Open tiredpixel opened 9 months ago

tiredpixel commented 9 months ago

The main work recently (and monthly import) have involved running the bulk transformer, which transforms from the S3 files produced from buffering the Kinesis stream.

This means the app which consumes from Kinesis directly hasn’t been run or updated recently.

Estimate: 4 hours

tiredpixel commented 7 months ago

The existing code works for consuming from multiple Kinesis shards. However, the manner by which it does that isn't optimal:

There are a number of considerations with this approach:

  1. Despite sleeping being according to Kinesis recommendations, so as not to read the stream too frequently, it means catching up a shard takes longer, even for iterations which return no records.
  2. Interleaving between shards like this means that by the time the first shard is returned to, the iterator might have timed out (which happens after 5m).
  3. There isn't a separate thread for each shard (contrary to Kinesis recommendations), so processing these records cannot be done in parallel.
  4. It's not possible to start a separate process to consume only one shard, so processing these records cannot be done in parallel and the program cannot be scaled horizontally.

Extending to support additional threads or processes likely wouldn't be too much work; however, multi-threading hasn't always been smooth-sailing with existing bulk data (i.e. non-stream) transformations, and I'm concerned this could lead to more conflicts when writing to Elasticsearch resulting in program crashes.

Despite these limitations, the existing approach is likely good enough for us at present, because we're using only a single shard per stream, and even a single shard is able to cope with a far higher throughput than we're able to cope with, given how long it takes to process each statement.

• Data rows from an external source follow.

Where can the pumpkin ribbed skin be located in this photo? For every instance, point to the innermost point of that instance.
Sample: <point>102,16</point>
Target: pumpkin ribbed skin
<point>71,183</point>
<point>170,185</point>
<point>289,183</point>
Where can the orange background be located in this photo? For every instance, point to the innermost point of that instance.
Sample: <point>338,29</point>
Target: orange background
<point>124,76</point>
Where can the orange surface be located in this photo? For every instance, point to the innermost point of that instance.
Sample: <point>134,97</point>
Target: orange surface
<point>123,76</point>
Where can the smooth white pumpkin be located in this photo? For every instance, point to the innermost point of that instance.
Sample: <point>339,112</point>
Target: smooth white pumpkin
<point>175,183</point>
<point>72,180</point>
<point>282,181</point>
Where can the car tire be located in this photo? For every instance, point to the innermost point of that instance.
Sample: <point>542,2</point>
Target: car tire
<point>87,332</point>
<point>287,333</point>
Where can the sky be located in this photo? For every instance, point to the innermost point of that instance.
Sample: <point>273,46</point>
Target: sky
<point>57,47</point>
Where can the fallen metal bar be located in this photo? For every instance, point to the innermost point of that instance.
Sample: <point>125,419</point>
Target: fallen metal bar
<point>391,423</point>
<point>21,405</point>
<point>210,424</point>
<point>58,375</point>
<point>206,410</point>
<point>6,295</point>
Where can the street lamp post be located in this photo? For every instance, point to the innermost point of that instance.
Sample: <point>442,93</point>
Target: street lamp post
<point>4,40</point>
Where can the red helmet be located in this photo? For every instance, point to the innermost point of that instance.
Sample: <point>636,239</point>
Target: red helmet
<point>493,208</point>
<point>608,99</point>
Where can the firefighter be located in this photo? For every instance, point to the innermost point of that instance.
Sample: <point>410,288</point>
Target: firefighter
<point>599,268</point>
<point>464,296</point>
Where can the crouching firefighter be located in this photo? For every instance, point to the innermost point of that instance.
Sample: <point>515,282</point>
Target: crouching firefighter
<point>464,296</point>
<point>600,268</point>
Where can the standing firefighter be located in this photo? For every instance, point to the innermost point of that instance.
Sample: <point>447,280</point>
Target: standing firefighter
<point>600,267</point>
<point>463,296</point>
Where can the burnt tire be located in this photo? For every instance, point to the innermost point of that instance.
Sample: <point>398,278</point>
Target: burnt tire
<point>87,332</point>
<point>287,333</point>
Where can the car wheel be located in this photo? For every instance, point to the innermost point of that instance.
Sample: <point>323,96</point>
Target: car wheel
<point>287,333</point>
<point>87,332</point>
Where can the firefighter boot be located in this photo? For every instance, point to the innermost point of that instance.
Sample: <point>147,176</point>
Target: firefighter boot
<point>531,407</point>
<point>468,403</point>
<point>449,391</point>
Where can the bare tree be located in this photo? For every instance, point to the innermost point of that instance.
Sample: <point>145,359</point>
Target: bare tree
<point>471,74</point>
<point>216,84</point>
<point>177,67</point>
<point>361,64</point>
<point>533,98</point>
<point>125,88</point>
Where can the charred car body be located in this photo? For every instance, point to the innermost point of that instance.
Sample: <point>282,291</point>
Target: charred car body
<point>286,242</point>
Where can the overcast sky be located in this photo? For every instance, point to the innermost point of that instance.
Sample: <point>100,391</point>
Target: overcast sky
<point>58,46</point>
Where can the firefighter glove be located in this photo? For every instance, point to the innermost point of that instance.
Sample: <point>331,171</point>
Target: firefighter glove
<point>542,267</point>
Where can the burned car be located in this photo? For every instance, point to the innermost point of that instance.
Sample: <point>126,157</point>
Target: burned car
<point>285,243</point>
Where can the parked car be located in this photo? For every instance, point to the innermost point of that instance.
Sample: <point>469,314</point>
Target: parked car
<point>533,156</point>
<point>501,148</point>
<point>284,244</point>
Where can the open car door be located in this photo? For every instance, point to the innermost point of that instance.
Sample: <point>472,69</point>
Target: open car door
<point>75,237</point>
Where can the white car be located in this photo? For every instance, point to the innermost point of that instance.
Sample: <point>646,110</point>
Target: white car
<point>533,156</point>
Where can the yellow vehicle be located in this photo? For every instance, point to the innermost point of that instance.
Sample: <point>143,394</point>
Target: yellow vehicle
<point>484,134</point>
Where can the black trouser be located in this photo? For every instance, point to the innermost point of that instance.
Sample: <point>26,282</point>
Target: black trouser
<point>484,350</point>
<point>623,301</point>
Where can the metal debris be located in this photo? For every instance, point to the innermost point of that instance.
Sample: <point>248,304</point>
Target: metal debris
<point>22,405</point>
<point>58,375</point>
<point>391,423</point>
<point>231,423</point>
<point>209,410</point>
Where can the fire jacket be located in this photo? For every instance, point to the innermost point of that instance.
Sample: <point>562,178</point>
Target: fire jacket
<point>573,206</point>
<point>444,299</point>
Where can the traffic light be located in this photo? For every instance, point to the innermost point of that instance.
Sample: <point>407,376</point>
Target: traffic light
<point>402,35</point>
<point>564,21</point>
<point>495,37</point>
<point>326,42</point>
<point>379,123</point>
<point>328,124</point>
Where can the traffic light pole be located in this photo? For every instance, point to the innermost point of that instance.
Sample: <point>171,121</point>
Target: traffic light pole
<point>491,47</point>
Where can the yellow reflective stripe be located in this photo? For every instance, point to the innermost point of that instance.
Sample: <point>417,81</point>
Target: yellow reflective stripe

Not only that, but using multiple shards affects event order, and this would have to be considered carefully for our use case, especially given that statements are generally order-sensitive.

tiredpixel commented 7 months ago

Kinesis Quotas and Limits

Data stream throughput

Provisioned mode

There is no upper limit. Maximum throughput depends on the number of shards provisioned for the stream. Each shard can support up to 1 MB/sec or 1,000 records/sec write throughput or up to 2 MB/sec or 2,000 records/sec read throughput. […]

https://docs.aws.amazon.com/streams/latest/dev/service-sizes-and-limits.html

This is approximately 3 orders of magnitude faster on write than we're currently utilising.

tiredpixel commented 7 months ago

In keeping with recent work on other parts of the program, I'm not writing extra formal tests for this. I am not convinced of the benefit of doing so, especially as keeping to the previous pattern would result in calls to Kinesis and other external services being stubbed (i.e. not actually executed live) anyway. I note there are some existing tests checking some overall calls, but extending these would be significant work, and I'm unpersuaded about the merit of doing so considering other details of the project, codebase, and roadmap.